SAVING ENERGY & LOWERING YOUR POWER BILL
Having a well humidified home is a wonderful feeling in the dead of winter when everything is cold and the air is dry. There is a lot of discomfort associated with dry air that can be avoided by simply setting up a humidifying system in your home.
Despite the fact that humidifiers run off electrical power, they can actually be responsible for helping you to lower your energy usage during the winter. Whole house humidifiers are especially effective and can assist you in lowering your power bills by as much as 5% a year!
There are two main types of humidifiers: single room units and whole house humidifiers. Many people use a single room humidifier while they sleep to help ease the discomfort of dry air. However, if you want to get the most benefit from a humidifying system including the full energy savings, for example, you want to work all day in your garage in winter because you have installed an electric garage heater, then you should invest in a system that will humidify your entire home.
A whole house humidifier usually connects directly to your ventilation system and your furnace. When the furnace turns on so does the humidifier. As hot air blows past the humidifier system, whichever type of system you choose to get, the air will pick up the moisture and blow out humid air rather than dry air.
WHY WHOLE HOUSE HUMIDIFIERS SAVE ENERGY
So, how does humid air help to save you money on your energy bill?

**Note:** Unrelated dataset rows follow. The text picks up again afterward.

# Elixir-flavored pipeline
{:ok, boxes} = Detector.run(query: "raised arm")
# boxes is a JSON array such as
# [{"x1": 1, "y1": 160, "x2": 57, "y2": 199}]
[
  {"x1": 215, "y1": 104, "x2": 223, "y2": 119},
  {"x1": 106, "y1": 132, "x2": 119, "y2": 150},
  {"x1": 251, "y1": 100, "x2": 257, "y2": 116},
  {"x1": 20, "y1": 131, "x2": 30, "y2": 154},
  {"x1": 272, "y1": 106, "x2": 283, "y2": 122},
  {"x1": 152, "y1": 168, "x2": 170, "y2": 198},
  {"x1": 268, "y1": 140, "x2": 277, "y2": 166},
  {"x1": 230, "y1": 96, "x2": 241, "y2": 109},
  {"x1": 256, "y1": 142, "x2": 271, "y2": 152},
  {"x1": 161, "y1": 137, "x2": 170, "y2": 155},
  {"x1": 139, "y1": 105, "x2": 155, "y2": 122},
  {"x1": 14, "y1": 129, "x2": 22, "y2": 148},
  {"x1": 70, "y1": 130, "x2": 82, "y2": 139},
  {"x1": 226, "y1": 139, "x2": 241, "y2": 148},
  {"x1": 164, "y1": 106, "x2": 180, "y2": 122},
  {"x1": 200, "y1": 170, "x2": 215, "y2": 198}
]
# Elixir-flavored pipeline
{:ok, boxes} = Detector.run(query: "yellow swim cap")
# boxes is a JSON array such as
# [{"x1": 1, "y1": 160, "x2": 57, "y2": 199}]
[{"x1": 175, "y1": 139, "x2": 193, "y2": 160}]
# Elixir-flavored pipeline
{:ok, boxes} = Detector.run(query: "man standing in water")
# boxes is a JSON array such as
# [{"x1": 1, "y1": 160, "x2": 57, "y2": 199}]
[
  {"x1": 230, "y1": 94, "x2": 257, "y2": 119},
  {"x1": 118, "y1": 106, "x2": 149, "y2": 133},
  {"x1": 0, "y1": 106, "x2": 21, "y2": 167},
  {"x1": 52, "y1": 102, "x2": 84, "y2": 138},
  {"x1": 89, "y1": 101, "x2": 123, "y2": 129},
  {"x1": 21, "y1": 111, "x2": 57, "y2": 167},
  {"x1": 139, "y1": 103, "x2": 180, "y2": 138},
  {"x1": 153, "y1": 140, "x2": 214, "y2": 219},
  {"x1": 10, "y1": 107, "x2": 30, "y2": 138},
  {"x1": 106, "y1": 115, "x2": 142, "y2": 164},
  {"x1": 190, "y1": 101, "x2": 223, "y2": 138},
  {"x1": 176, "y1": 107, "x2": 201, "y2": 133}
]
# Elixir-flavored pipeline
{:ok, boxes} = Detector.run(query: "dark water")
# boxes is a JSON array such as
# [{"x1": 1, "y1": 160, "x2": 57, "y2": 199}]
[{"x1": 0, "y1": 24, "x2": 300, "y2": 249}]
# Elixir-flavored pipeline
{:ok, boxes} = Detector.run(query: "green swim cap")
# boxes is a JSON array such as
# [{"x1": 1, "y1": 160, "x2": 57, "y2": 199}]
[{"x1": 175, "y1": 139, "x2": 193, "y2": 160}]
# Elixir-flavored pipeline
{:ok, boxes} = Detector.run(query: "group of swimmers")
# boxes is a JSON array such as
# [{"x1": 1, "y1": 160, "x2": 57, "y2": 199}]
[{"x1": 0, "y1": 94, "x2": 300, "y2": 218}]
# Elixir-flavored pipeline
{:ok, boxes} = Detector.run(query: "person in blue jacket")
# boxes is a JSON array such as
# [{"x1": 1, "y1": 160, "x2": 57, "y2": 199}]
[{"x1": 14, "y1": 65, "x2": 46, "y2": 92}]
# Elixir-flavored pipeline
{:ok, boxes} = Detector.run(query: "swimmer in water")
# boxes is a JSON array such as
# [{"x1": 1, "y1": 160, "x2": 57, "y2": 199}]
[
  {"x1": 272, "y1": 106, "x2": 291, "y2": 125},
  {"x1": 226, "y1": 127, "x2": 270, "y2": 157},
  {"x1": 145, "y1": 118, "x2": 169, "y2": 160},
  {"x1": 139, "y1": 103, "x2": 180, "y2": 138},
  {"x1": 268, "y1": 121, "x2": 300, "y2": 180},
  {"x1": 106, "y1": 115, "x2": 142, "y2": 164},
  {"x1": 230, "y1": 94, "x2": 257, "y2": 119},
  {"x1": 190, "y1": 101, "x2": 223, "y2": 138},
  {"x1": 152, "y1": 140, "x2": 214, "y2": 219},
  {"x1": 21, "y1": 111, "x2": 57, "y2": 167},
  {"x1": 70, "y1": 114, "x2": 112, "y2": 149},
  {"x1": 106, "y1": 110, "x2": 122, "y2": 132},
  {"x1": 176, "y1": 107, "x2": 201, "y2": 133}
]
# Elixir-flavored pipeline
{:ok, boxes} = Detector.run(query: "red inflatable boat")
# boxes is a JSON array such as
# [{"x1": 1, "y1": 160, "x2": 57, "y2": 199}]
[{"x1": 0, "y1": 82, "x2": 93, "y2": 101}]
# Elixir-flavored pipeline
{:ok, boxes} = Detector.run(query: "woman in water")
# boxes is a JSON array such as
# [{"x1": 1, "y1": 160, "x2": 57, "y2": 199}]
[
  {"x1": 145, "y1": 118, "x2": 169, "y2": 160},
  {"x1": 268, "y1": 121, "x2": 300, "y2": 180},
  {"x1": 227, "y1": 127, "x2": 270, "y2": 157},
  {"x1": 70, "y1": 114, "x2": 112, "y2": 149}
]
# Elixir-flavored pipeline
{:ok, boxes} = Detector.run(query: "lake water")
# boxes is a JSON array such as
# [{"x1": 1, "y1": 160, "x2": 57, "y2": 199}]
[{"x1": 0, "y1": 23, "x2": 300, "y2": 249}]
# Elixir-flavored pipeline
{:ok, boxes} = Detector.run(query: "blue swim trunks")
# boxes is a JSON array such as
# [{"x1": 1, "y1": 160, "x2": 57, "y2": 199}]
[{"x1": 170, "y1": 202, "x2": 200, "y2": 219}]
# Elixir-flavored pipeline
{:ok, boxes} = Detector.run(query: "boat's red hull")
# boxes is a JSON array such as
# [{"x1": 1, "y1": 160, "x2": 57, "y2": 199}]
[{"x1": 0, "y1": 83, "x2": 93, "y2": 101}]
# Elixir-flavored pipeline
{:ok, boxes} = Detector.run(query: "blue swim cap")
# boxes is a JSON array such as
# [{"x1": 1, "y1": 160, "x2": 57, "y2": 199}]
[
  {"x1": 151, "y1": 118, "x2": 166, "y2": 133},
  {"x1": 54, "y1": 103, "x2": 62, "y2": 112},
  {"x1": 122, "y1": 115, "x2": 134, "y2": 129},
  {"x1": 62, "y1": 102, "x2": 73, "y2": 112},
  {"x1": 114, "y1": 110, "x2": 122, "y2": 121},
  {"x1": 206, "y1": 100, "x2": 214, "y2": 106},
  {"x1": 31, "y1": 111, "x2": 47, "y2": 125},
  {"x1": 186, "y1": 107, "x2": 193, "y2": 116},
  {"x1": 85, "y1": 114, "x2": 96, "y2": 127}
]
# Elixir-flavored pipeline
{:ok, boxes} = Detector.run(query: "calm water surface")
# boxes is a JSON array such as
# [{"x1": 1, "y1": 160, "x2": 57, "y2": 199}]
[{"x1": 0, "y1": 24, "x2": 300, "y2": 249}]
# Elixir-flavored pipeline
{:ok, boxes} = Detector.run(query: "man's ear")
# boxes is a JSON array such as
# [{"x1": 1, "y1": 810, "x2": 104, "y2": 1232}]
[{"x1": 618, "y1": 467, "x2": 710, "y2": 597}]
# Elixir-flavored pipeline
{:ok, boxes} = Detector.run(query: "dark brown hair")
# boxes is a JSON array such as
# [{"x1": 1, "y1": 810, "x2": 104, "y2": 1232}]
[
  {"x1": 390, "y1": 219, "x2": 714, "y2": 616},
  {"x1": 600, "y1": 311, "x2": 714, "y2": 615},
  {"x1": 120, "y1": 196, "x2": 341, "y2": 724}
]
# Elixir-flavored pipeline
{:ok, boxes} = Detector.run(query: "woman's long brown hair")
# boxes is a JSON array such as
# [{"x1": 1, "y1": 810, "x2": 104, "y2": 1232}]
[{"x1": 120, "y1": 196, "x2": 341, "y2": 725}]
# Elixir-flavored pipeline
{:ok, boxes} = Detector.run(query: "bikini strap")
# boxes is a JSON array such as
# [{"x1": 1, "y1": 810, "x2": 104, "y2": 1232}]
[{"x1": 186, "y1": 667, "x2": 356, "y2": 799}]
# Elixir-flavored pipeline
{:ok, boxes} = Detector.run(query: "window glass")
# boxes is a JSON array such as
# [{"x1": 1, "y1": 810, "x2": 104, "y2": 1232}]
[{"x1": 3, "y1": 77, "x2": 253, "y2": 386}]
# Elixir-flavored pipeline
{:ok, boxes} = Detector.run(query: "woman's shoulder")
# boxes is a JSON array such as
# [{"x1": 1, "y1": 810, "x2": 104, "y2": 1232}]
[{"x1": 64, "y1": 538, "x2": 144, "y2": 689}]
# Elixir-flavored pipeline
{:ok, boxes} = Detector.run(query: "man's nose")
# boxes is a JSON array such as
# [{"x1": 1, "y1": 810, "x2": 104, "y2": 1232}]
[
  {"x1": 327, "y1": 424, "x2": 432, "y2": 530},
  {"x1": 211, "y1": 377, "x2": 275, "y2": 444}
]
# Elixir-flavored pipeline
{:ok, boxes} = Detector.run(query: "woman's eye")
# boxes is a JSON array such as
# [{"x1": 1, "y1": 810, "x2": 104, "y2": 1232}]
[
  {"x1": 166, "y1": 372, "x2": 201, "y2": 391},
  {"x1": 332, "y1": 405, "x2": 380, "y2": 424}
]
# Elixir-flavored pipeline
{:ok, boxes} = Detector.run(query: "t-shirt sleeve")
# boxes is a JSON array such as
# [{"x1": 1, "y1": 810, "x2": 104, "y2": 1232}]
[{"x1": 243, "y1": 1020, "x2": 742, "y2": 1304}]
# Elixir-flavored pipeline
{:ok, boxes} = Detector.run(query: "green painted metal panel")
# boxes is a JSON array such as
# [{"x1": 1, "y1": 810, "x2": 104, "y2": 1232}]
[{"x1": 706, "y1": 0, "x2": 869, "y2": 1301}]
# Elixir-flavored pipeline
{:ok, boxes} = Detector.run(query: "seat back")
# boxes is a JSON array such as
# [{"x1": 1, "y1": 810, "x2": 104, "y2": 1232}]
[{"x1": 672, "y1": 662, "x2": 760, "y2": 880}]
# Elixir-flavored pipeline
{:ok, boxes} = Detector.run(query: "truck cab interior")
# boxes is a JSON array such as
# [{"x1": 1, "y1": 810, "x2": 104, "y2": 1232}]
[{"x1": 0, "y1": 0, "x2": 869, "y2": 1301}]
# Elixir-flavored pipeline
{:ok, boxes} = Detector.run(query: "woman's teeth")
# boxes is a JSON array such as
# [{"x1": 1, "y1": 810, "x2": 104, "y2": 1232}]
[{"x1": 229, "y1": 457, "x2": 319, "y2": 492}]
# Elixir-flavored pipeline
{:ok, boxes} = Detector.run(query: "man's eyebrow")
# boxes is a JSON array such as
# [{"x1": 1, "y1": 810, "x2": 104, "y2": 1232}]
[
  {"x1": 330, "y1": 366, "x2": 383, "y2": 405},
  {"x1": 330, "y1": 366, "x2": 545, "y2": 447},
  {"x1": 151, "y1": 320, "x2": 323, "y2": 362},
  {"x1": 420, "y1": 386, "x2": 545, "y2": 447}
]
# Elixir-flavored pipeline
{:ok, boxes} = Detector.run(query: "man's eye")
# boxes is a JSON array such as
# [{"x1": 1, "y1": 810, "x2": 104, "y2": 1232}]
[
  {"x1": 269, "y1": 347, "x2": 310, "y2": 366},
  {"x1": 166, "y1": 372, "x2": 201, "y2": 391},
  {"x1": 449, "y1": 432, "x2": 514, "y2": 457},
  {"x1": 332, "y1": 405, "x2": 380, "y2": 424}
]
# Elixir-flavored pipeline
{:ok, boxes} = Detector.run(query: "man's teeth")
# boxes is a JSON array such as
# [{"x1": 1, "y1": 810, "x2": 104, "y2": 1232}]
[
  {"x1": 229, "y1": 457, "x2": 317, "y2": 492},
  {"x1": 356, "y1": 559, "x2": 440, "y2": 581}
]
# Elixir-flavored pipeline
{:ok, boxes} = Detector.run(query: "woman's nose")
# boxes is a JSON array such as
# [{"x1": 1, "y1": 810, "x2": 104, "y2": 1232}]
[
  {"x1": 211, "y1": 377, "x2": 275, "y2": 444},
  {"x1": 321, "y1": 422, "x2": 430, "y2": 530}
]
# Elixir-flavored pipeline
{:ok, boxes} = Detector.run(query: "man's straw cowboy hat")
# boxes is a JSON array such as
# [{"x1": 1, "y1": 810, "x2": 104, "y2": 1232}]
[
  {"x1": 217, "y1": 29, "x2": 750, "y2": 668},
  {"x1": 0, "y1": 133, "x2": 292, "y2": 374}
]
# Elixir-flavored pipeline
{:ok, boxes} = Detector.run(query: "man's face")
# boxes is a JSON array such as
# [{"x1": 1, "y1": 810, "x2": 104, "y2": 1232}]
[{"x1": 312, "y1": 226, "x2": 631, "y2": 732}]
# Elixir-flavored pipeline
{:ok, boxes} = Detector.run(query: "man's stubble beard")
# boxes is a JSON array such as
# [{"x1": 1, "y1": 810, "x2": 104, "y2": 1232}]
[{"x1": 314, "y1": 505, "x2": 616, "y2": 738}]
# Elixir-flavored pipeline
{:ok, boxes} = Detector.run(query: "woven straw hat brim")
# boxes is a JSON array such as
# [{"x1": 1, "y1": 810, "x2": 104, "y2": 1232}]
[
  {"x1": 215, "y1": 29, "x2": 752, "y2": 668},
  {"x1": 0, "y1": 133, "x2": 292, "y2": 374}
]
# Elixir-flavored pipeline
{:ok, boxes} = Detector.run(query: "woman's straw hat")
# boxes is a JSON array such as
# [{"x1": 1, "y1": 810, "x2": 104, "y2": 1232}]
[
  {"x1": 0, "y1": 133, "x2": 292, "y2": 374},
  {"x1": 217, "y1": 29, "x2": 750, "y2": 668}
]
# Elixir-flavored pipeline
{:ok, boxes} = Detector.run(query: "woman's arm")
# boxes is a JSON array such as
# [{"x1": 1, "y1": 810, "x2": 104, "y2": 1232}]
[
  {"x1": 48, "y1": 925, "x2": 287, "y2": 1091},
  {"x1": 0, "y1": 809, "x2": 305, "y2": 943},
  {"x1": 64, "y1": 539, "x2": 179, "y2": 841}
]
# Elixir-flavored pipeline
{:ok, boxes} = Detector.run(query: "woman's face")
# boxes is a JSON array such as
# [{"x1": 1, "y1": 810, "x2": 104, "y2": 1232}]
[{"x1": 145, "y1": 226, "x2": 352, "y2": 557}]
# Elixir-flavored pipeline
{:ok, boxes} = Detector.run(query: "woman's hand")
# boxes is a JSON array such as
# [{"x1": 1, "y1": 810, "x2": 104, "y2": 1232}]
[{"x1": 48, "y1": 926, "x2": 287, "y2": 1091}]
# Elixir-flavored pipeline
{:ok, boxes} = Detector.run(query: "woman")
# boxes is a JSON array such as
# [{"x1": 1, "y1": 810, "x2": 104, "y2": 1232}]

Here are a few reasons why:
They only operate when the furnace is running
Rather than running continuously, these systems turn on and off when the furnace does making their time very efficient and well-planned. You won’t be paying for too much as you don’t have to keep the system running 24/7 in order to keep your air pleasantly humid.
Control of the unit is automatic and based on a humidistat
Most units are attached to a humidistat and programmed to operate around the readings given by the device. If your home is humid enough already, your humidifier will not turn on. If it needs humidity, the unit will turn on and function normally. Not only does this prevent you from having to run the unit all the time, it also helps to keep your relative humidity levels in the right range to avoid mold while helping you stay comfortable.
Your home feels warmer when the air is humid
Humid air feels warmer than dry air. By adjusting the humidity levels up you may be able to turn your furnace down by a few degrees or more. A reduced energy bill from lower heat levels makes a gigantic impact on your annual power bill. The best part is that you won’t even notice the difference in heat levels and may even feel more comfortable than you did before!
It’s estimated that by increasing your relative humidity by 30% – a fairly normal amount during the winter, as the air is far too dry for comfort – you will feel as many as 3 degrees warmer at the same temperature. That means if you set your thermostat to 70, you may be able to lower it to 67 without being noticeably colder.